Given $T^\top L T = diag(A, B, C)$ being a block diagonalization with
- $L$ symmetric
- $A,B$ positive definite (p.d.)
- $T = \left( \begin{array}{ccc}I & 0 & T_2 \\ T_1 & I & T_3 \\ 0 & 0 & I\end{array}\right)$, where $T_2, T_3$ are not quadratic and we don't know whether $T_1$ is regular.
I read in a paper that $L$ is p.d. iff $C$ is p.d. I know that if $L$ is p.d. and $T$ is regular, then also $T^\top L T$ is p.d. and thus every sub matrix of $T^\top L T$, therefore also $C$.
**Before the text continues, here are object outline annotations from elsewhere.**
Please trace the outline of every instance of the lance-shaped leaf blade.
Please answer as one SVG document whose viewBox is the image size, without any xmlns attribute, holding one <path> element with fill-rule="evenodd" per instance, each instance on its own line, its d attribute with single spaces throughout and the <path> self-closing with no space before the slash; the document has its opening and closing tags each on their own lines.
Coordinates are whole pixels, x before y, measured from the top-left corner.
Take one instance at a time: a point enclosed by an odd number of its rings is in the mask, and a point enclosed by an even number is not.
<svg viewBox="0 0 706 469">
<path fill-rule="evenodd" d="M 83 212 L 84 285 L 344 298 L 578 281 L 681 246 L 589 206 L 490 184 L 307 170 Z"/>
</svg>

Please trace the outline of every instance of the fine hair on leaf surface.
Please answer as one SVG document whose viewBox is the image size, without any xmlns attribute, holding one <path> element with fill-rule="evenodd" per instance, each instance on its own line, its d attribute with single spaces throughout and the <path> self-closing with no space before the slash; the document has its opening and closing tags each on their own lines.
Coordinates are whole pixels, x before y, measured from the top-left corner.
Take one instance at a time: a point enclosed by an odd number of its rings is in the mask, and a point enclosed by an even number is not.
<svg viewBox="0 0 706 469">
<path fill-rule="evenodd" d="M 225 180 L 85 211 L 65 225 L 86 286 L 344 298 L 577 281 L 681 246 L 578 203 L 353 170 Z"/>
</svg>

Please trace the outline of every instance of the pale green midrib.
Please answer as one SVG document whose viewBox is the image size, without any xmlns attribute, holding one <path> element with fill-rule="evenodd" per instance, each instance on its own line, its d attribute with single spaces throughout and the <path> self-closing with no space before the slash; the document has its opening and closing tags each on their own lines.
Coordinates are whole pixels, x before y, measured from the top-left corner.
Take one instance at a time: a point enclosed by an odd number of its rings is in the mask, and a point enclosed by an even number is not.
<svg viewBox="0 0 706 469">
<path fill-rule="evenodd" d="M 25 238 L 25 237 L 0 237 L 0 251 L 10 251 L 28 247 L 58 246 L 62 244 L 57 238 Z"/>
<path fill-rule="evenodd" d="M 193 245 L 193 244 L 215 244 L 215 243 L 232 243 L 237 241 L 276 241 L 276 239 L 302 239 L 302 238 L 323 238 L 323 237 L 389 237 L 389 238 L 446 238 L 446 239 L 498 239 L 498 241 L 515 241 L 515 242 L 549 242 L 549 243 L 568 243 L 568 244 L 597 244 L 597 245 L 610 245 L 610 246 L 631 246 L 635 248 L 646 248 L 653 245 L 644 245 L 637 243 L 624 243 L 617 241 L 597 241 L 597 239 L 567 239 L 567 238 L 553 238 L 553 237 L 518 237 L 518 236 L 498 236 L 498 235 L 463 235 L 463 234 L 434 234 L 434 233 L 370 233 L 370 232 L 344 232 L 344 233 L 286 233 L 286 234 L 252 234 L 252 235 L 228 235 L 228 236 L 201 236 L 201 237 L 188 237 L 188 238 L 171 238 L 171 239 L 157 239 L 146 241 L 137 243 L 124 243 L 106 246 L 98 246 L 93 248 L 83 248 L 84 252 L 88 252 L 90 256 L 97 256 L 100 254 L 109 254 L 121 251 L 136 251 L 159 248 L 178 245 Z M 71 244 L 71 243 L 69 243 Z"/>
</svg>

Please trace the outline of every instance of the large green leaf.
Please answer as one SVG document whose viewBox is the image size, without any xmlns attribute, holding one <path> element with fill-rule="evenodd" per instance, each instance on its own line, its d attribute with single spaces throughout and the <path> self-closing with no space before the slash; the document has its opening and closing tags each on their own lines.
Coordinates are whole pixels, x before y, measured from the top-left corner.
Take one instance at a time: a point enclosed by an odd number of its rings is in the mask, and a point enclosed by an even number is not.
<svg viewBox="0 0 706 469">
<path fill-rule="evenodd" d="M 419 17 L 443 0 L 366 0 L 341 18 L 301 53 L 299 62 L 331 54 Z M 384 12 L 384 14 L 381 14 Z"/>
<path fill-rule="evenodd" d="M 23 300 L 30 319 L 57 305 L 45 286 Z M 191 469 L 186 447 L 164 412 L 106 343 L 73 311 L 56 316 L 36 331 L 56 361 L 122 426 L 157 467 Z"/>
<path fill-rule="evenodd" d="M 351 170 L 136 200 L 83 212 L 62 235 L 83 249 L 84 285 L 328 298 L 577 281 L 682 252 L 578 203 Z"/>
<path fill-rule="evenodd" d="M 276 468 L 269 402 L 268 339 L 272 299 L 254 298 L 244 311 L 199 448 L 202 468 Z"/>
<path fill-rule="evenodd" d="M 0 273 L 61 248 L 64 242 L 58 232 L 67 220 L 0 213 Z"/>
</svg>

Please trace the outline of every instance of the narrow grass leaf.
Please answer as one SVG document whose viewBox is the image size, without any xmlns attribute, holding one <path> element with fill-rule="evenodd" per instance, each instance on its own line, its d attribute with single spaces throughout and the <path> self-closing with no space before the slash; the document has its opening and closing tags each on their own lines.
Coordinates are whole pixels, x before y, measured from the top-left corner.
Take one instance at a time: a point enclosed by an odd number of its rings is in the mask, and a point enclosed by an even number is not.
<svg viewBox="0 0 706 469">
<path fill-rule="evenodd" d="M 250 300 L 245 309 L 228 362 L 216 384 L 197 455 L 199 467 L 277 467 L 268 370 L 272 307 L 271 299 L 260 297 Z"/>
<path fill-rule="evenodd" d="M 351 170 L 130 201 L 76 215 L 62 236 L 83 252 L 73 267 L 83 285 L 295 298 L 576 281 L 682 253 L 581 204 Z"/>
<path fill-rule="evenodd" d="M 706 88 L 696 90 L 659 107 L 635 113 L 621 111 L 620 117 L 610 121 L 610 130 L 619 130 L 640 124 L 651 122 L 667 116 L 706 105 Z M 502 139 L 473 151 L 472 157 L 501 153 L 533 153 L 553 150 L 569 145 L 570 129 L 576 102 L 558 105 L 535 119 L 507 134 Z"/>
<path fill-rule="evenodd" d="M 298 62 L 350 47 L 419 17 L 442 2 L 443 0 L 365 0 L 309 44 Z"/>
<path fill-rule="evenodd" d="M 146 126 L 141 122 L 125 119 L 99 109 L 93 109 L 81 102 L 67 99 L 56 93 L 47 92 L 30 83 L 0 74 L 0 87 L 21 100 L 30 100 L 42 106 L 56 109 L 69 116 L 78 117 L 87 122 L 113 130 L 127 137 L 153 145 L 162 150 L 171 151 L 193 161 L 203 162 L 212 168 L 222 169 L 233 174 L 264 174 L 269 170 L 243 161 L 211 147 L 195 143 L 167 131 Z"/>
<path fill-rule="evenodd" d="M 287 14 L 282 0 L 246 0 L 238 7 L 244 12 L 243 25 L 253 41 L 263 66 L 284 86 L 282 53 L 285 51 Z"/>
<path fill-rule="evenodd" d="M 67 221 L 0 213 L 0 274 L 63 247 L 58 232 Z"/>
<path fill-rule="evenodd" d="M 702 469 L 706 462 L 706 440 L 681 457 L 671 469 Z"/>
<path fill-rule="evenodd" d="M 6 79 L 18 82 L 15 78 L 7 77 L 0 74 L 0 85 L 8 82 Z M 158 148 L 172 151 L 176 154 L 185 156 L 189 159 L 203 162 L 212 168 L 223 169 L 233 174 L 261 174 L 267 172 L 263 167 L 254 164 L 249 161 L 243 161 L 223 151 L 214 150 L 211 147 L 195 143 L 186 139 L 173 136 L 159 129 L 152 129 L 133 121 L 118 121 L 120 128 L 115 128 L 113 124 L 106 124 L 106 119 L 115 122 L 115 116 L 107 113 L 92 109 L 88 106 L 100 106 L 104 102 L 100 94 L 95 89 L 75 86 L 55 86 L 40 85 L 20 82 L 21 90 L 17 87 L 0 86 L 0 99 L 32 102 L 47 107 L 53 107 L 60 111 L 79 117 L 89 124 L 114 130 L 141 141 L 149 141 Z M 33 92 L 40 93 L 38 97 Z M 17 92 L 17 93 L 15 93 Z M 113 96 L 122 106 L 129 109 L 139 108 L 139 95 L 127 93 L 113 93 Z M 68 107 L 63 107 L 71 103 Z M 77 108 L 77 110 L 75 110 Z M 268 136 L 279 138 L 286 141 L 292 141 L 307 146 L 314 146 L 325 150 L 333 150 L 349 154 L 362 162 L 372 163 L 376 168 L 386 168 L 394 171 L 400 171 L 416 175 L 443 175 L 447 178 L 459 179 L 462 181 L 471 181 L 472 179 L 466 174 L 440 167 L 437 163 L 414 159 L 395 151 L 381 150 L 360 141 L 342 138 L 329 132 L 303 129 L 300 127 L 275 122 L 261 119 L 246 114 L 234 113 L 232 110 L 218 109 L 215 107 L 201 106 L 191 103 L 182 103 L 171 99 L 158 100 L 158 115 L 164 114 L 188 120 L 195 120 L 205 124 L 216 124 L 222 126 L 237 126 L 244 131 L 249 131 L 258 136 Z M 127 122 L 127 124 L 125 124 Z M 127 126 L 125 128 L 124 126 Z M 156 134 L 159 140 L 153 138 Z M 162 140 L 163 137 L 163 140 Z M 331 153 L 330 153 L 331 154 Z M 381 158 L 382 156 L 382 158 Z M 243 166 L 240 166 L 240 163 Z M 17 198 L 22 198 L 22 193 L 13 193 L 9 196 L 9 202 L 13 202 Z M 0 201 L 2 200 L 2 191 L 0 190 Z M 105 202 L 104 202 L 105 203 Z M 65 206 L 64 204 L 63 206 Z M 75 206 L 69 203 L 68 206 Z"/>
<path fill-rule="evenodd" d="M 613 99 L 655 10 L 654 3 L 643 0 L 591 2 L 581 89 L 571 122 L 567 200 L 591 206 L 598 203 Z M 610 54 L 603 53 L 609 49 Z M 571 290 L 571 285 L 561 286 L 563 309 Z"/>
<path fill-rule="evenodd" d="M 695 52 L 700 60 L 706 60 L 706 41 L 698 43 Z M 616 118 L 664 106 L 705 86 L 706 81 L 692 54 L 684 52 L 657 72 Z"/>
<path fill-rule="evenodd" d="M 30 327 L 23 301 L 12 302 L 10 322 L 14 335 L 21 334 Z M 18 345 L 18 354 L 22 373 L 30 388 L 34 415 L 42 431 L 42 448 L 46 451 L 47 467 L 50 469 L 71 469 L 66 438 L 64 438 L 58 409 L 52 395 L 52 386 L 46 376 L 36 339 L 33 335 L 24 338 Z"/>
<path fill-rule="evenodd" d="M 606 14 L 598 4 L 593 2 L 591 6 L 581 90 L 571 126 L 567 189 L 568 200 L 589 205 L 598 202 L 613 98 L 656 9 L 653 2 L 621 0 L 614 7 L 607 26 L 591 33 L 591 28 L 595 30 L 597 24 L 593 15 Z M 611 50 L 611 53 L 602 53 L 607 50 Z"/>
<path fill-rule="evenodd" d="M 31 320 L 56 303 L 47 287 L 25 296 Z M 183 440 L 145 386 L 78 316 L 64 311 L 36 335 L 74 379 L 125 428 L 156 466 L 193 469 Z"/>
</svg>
- Why does the converse hold?
- Why is $T$ regular?
$T$ is a block triangular matrix: $$ T = \left( \begin{array}{cc|c}I & 0 & T_2 \\ T_1 & I & T_3 \\ \hline0 & 0 & I\end{array}\right). $$ It is invertible if and only if its two diagonal blocks, $\pmatrix{I & 0\\ T_1 & I}$ and $I$, are invertible. Yet this is trivial. Since $T$ is invertible, $L=(T^{-1})^\top\operatorname{diag}(A,B,C)\,T^{-1}$. If $C$ is p.d., $\operatorname{diag}(A,B,C)$ is also p.d. and by Sylvester's law of inertia, $L$ is p.d..